5 Ways the Liberal Obsession With Income Inequality Hurts the Poor

Photo Credit: Townhall

Photo Credit: Townhall

After the last century, it shouldn’t even be controversial to assert that the more a nation focuses on income inequality, the more it hurts the poor. After all, there have been whole societies formed around the slogan Marx popularized, “From each according to his ability, to each according to his need” — and they’ve universally been lousy places to be poor. Would you rather be poor in America or Cuba, Vietnam or the old Soviet Union? If the question doesn’t answer itself, P.J. O’Rourke’s quotation about traveling to the Soviet Union with a gang of Communists should answer it for you, “These were people who believed everything about the Soviet Union was perfect, but they were bringing their own toilet paper.” Meanwhile, we live in a world where China has seen tremendous economic growth by embracing some of the capitalistic policies that made America a superpower while the Democrats are embracing some of the policies that led to hundreds of millions of Chinese living in huts on less than a dollar a day…

What liberals don’t realize or alternately, just don’t care about, is that their obsession with income inequality may make them feel good, but it actually hurts the poor in a number of ways.

1) The higher the government mandated minimum wage/living wage, the more people it prices out of jobs: When you force businesses to pay people more than they can return in value with their work, companies tend to respond either by hiring better quality people, replacing the jobs with automation, moving the posts overseas or by looking for opportunities to get rid of the positions entirely. The higher the wages and benefits the government insists on, the more stagnant it makes the labor market for the people who need to build their skills the most. If your goal were to deliberately put as many young, unskilled single mothers out of work as possible, the best politically feasible way to do it would be to jack the minimum wage up into the stratosphere.

2) It emphasizes making people more comfortable, not helping them succeed: There is no shame in taking any honest job, but you’re not supposed to make a living pressing the button that drops the fries into the grease at McDonald’s. If you work long enough at an entry level job to worry about raising the minimum wage, you’re failing your family, your society and yourself.
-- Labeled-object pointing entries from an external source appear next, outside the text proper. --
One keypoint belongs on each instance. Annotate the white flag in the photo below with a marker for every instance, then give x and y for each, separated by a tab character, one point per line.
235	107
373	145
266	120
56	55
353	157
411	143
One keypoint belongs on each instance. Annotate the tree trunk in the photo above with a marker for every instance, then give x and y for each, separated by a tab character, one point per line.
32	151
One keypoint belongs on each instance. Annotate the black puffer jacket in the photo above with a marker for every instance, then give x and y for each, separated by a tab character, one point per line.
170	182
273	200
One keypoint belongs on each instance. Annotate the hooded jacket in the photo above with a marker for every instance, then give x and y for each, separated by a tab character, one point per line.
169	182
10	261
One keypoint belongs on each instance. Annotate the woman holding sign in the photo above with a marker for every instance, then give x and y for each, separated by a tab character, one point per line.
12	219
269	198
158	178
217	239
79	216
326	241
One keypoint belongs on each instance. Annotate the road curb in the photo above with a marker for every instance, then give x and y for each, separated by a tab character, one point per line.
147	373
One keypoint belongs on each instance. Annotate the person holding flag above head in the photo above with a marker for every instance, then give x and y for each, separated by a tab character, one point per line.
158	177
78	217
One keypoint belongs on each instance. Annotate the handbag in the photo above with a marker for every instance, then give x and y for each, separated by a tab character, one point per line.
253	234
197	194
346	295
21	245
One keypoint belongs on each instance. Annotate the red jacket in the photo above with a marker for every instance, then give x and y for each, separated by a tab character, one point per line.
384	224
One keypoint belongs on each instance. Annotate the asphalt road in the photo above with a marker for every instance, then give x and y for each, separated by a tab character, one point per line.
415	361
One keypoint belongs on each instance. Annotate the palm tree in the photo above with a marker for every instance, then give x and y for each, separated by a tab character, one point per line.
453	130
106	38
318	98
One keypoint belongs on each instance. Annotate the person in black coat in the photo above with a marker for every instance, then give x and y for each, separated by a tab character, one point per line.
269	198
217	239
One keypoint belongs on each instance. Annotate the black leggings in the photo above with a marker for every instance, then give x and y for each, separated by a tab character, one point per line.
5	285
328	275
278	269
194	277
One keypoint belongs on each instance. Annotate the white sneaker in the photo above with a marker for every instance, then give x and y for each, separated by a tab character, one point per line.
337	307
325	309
Instead of encouraging minimum skill workers to demand that the government force businesses to give them more money than they’re currently worth, we should be encouraging people to build their skills and move up, move on or start their own business. Want poor people to be eligible for more education or training? Want to give them micro-loans? Want to make it easier for them to create small businesses? Those are policies that make poor Americans more valuable. That’s good for them and the country. On the other hand, trying to redistribute income ultimately brings everyone down, especially the poor Americans who lose their drive after becoming dependent on it.